It will be another month before Sirena, the Pirate of the Rosy Red Castle will open in Carmel, a fruit of collaborative work between young local musicians, singers and actors. This “pirate adventure musical,” by Big Sur composer Sekoya Sleeth and Big Sur Fiddle Camp can be seen from June 28-July 2, with only five performances planned.
The rehearsals are already taking place at Carmel Presbyterian Church where, last weekend, Sleeth played main motifs and themes, working with the musicians while actors were trying on their wonderful costumes.

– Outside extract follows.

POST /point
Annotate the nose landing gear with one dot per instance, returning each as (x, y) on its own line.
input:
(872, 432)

“It doesn’t fit categories,” says Sleeth, who always wanted to write an opera, inspired by Mozart and Verdi. He joined Big Sur Fiddle Camp, a music immersion nonprofit led by Lygia Chappellet, with his violin, but soon found himself playing his main and favorite instrument: piano. “It was a very collaborative process,” he says, describing three Covid years of working on Sirena. “We had fun improvising together. We made up some tunes and decided it sounded like pirates.”
“It’s the first time we are doing something like that,” says Chappellet, who helped Sleeth to develop the libretto. “It is an opportunity for us to put the music out there. We didn’t want to just play songs.” Hence—a musical theater production.

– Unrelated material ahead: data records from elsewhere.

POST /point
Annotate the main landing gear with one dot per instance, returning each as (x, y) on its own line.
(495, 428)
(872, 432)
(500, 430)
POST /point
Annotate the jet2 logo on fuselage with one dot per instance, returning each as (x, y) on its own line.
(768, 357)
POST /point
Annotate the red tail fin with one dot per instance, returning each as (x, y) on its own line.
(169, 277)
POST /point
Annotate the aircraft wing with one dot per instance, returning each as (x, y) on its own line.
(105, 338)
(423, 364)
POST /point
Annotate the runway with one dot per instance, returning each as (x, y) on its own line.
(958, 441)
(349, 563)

One of the costumes for Sirena.
Sirena is a musical fairytale that takes place in a kingdom by-the-sea. In the quiet hamlet of Garnet, at the end of the 1700s, the king and queen are preparing to marry off their only daughter to the neighboring prince. When Princess Ophelia escapes for a romantic evening with her secret love, she unwittingly puts her handmaiden and best friend, Sirena, in mortal danger.
“It’s a bildungsroman,” Sleeth says, like Jane Eyre, even if musically Sirena is rooted in the Italian tradition of opera buffa. “Princess and Sirena have to learn about friendship.”
In a get-rich-quick scheme, Sirena gets captured by the pirates, who believe her to be the princess. Ambition, greed, love and grace are sung, waltzed, and acted by our characters until the tangle of identities and emotions are revealed as two unexpected guests show up.
Music is the big drive of the story and the musicians, one-third of the whole crew, are being dressed up as nobles and pirates and featured in the story, which includes an important ballroom scene.
And there are more pirates—and other roles—still available. “Not only pirates,” Chappellet says. “Noblemen too. And the stage crew.”
As a Big Sur Fiddle Camp project and extension, Sirena could still use some financial support as well. (“We have $20,000 to go,” Chappellet says of the fundraising goal she set in April.)
Key people involved in the project so far include: Naima Nascimento, Tyler Weed, Evan Weed, Momo Wang, MK Griffeth, Lili Menkel, Miles Zaud, Logan Zaud as well as professional fiddler John Weed.
Community service credits for participation are available for high schoolers.
Performances run 7pm June 28-July 1 and 2pm July 2. Center for Performing Arts at Carmel High School. bigsurfiddlecamp.org.